The global challenge has a much better global distribution by sampling a random observation from a a bounding box that is randomly placed in the world somewhere. This has upsides in that it does a much better job of exploring the world (much less USA) but some quirks, Antarctica seems to crop up more often than you’d expect, along with islands in the middle of the ocean.

If it ever selects a location without enough observations (less than 8) it will try again although this sometimes is a bit glitchy.

If you set a taxon_id in the url eg. https://simonrolph.github.io/iNatGuessr/?taxon_id=3 (birds) then it goes back to sampling with spatial biases with the sort_by=random and paging approach mentioned by @pisum . Same applies if you set place_id in the url eg. https://simonrolph.github.io/iNatGuessr/?place_id=6857 (the UK). Would need to think about how to do better sampling with a non-global extent.

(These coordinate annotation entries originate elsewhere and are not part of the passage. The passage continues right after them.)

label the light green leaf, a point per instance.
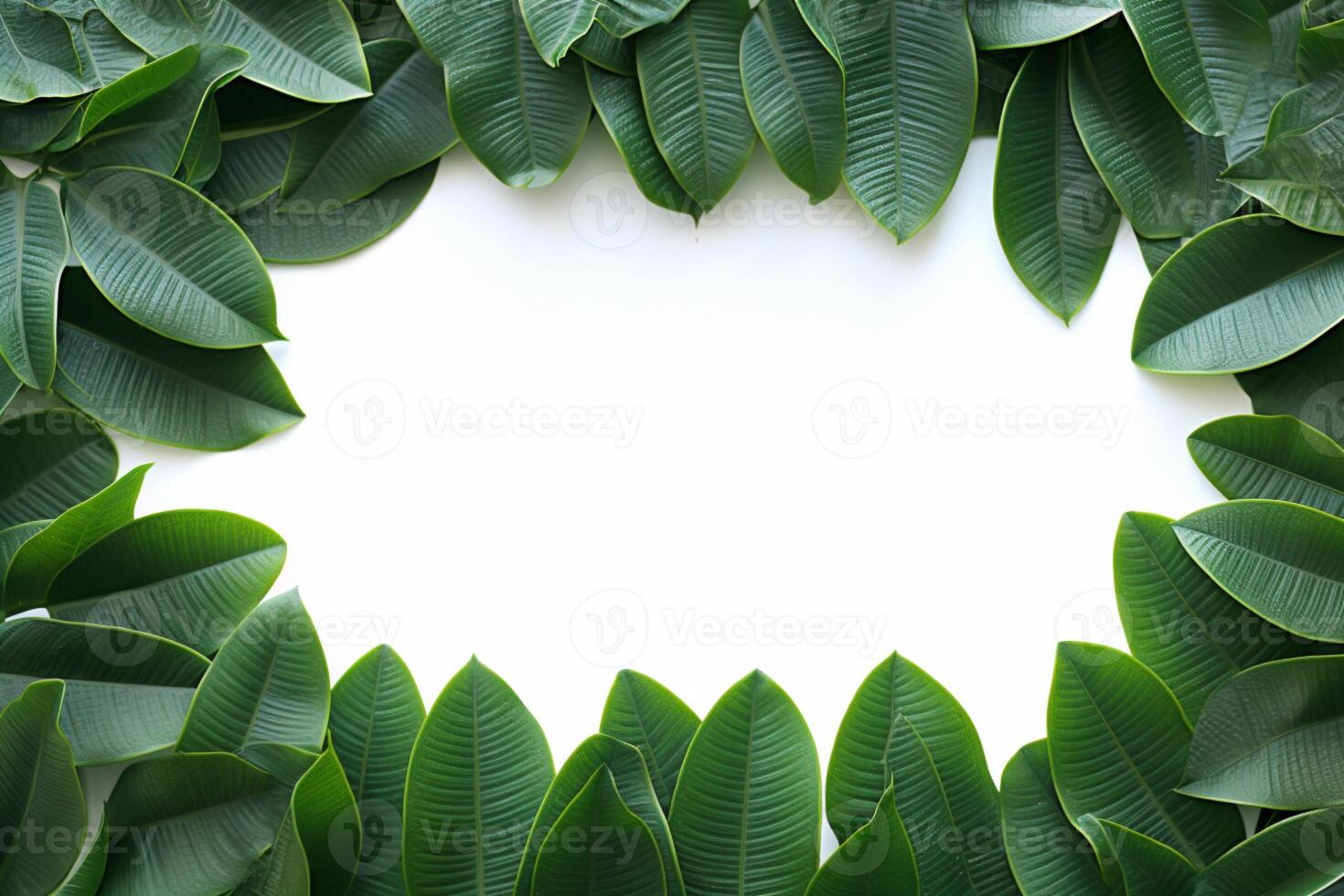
(1240, 295)
(691, 80)
(51, 461)
(1055, 219)
(377, 712)
(187, 575)
(520, 117)
(746, 815)
(477, 775)
(142, 383)
(643, 712)
(1044, 849)
(306, 48)
(33, 255)
(1117, 749)
(357, 146)
(39, 792)
(169, 260)
(126, 693)
(1283, 560)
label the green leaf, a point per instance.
(187, 575)
(691, 80)
(1136, 140)
(621, 109)
(520, 117)
(169, 260)
(1283, 560)
(1179, 624)
(194, 824)
(377, 712)
(269, 686)
(1117, 750)
(1055, 219)
(1296, 858)
(357, 146)
(302, 231)
(33, 254)
(154, 131)
(37, 54)
(598, 847)
(306, 48)
(35, 564)
(142, 383)
(864, 756)
(477, 775)
(877, 859)
(1044, 849)
(126, 692)
(1148, 867)
(1240, 295)
(1272, 457)
(51, 461)
(1264, 735)
(910, 105)
(39, 792)
(643, 712)
(1203, 54)
(795, 97)
(748, 806)
(631, 776)
(1026, 23)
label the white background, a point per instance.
(972, 549)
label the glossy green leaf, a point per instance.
(39, 793)
(308, 48)
(126, 693)
(1044, 849)
(477, 776)
(643, 712)
(795, 97)
(51, 461)
(691, 80)
(1272, 457)
(746, 815)
(194, 825)
(621, 109)
(33, 255)
(1055, 219)
(1117, 749)
(520, 117)
(357, 146)
(877, 859)
(1203, 54)
(631, 776)
(377, 712)
(1272, 736)
(137, 382)
(1240, 295)
(598, 847)
(268, 686)
(1179, 624)
(1283, 560)
(864, 756)
(910, 100)
(37, 54)
(1136, 140)
(1026, 23)
(187, 575)
(169, 260)
(37, 563)
(303, 231)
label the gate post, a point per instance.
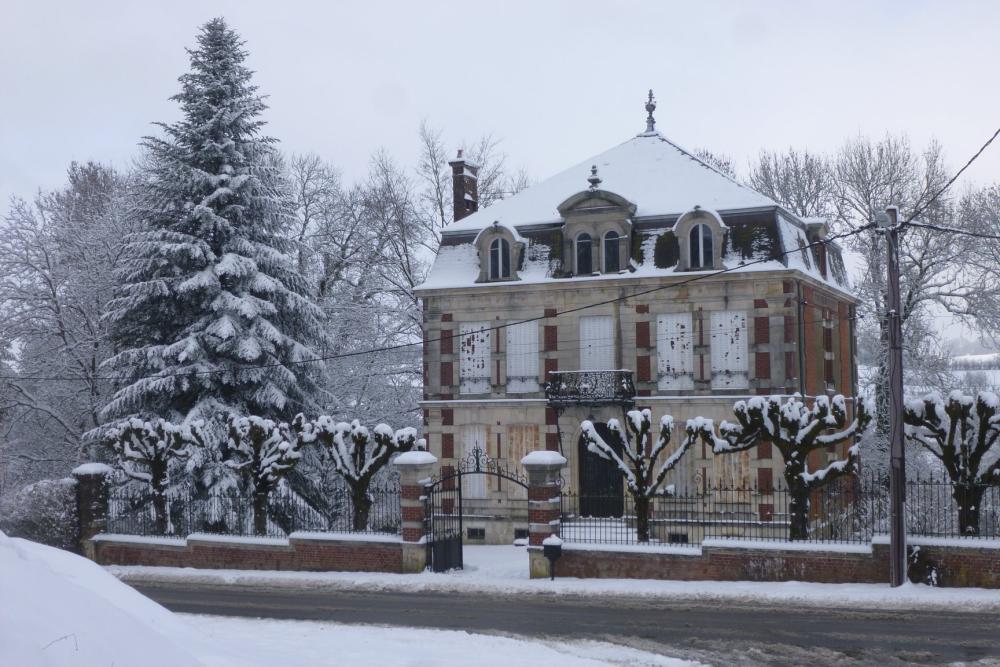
(544, 505)
(415, 470)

Finally, I have provided a score for each round with a max of 5000 with exponential decay and organised the rounds into games. The maximum available points in a game in 25000. So you get scores like this:

Round 1: 3 Points (18356km)
Round 2: 336 Points (6749km)
Round 3: 408 Points (6265km)
Round 4: 1354 Points (3264km)
Round 5: 585 Points (5363km)
Game 1: 2686 / 25000 Points

Good luck!

jamfries · August 28, 2023, 6:59pm

This made me laugh, I thought I picked the opposite side of the world again but nope

simonrolph · August 28, 2023, 9:05pm

Hah yes, I have also spotted this. It does seem to calculate the distance correctly (otherwise the value would be like 40,000km) but the visualisation is a bit misleading…

rinaturalist · August 28, 2023, 11:46pm

I’m not sure if this has been mentioned already, but I think it’d be cool to also be able to filter by certain taxa. For example, instead of eight photos of various birds, plants, fish, etc., you’d be able to guess based on just reptiles or just fish.